Beyond the Summary of Nader analysis

John Gulick jlgulick at sfo.com
Fri Nov 10 22:22:52 PST 2000



>What common program? I don't see one, even on this list. It's something I'd
>like to see but how can we achieve defining it to make it palatable to those
>who still feel the best way for change to happen is by electing people and
>then going back to their jobs or whatever; whether their candidates are
>centrist, right-wingers or lefties?
>
>What would be a "top ten list" given that we're in for 4 years of gridlock
>at the institutional level? What is the common ground between liberals and
>radicals? We can't run away from this question any more.
>
>Ian

"Liberals" are for two clean-fuel burning SUV's in every garage, public education as the best mechanism for ensuring U.S. competitiveness in the dot-com age, and the inalienable right of Hollywood to spoon-feed pap to each and every market segment. I'm against any kind of programmatic compromise, but willing, ready, and able to welcome converts.

How about a program of zero economic growth ? Reducing the military and police budgets by 400 percent ? A halving of the work week ? An end to production for the sake of accumulation, and a start to production for basic needs, ecological rationality, and cultural literacy ? Non-autocentric green cities w/hazard zoning doubling as public parks, locally-oriented agriculture, and "wilderness areas" not for elite enviros but for the masses (access to which would be rationed out) ? Exhuming Bob Marshall's body, electroshocking it back to life, and appointing him Secretary of the Interior ?

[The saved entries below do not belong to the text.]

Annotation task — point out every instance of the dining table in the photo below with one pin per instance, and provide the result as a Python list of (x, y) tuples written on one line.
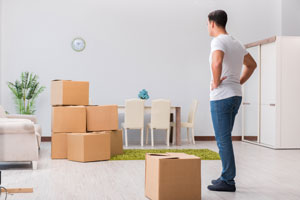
[(175, 111)]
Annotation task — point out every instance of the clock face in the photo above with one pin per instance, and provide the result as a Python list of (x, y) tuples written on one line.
[(78, 44)]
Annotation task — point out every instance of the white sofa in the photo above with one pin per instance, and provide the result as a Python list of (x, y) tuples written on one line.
[(19, 139), (32, 118)]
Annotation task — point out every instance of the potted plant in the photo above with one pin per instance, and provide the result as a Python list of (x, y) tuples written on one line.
[(25, 92)]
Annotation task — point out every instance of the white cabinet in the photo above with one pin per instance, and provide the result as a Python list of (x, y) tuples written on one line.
[(273, 93)]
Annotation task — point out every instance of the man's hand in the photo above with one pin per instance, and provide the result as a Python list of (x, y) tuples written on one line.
[(213, 86)]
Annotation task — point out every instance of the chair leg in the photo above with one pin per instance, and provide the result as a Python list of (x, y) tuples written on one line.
[(193, 135), (142, 137), (147, 134), (34, 165), (126, 138), (168, 137), (188, 135), (152, 139)]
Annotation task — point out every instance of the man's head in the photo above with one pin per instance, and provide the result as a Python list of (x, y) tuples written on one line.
[(217, 22)]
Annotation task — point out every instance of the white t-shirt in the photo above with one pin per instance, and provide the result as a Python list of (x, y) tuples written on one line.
[(234, 53)]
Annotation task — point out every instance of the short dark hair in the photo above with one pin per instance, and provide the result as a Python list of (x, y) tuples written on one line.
[(219, 17)]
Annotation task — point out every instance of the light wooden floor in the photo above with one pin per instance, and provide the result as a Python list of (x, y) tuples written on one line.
[(262, 174)]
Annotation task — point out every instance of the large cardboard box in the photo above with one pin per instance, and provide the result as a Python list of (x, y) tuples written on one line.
[(116, 142), (175, 176), (65, 92), (85, 147), (68, 119), (102, 118), (59, 146)]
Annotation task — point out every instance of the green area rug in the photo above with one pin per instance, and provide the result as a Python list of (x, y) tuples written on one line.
[(139, 154)]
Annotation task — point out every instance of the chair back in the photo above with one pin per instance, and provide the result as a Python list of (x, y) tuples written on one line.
[(160, 114), (192, 112), (134, 113)]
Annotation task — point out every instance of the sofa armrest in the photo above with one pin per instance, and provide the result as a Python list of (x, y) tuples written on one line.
[(20, 116), (16, 126)]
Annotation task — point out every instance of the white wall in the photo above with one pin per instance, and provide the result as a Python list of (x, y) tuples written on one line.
[(290, 17), (159, 45)]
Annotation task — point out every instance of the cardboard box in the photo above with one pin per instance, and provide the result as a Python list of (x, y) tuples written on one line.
[(59, 145), (85, 147), (175, 176), (116, 142), (69, 92), (102, 118), (68, 119)]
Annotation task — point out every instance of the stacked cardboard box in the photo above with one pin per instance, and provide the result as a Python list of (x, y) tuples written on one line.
[(81, 132)]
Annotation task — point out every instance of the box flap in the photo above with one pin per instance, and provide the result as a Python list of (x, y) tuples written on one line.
[(183, 155), (60, 80), (162, 156)]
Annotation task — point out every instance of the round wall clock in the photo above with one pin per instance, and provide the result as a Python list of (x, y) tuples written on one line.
[(78, 44)]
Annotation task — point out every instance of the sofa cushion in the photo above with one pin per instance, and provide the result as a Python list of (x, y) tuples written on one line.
[(16, 126)]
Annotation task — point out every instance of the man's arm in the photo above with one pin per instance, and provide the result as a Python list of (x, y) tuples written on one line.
[(216, 66), (249, 68)]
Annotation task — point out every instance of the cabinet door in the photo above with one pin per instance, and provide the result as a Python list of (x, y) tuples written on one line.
[(268, 74), (268, 125), (268, 94), (250, 103)]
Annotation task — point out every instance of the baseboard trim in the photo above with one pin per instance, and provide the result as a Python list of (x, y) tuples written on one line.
[(197, 138), (212, 138), (46, 139)]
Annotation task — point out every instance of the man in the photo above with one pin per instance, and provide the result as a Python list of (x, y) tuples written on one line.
[(227, 58)]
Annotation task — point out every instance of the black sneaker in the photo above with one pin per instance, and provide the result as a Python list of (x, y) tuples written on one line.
[(214, 182), (222, 186)]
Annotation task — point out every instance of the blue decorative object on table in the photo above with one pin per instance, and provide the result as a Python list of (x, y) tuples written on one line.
[(143, 94)]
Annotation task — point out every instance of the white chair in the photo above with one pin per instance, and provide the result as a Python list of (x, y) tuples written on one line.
[(160, 118), (18, 141), (190, 124), (134, 117), (32, 118)]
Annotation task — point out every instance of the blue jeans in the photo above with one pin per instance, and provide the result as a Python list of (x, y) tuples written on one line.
[(223, 113)]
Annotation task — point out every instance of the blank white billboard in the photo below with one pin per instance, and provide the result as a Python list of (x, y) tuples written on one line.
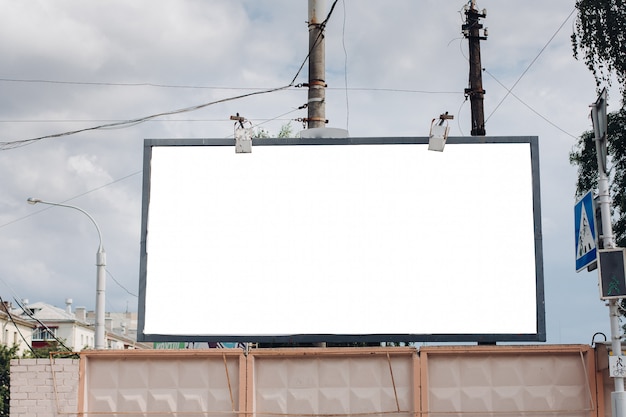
[(373, 239)]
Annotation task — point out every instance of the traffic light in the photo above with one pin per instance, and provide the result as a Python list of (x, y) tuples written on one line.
[(612, 272)]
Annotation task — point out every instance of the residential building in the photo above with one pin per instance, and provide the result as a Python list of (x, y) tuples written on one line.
[(15, 330)]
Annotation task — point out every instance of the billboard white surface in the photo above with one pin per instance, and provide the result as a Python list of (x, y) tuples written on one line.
[(353, 240)]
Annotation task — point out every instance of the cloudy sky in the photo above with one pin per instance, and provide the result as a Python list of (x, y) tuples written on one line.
[(391, 67)]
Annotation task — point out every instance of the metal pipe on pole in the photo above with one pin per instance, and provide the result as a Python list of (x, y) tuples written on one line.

No way "liberals" will go for this. No way most "radicals" will go for this. (Certainly most "Greens" won't -- around here they're trying to figure out how to square open space protection, affordable housing, the living wage, mass transit, etc. within the context of info-tech accumulation w/o challenging info-tech accumulation. Try, try again). So it's all about identifying those movements and tendencies in the present which will breathe some life into possibly heading this direction. Don't ask me for practical suggestions, though -- the last left movement in the U.S. which had my unalloyed support was the IWW, and they still didn't problematize the "use value" question enough.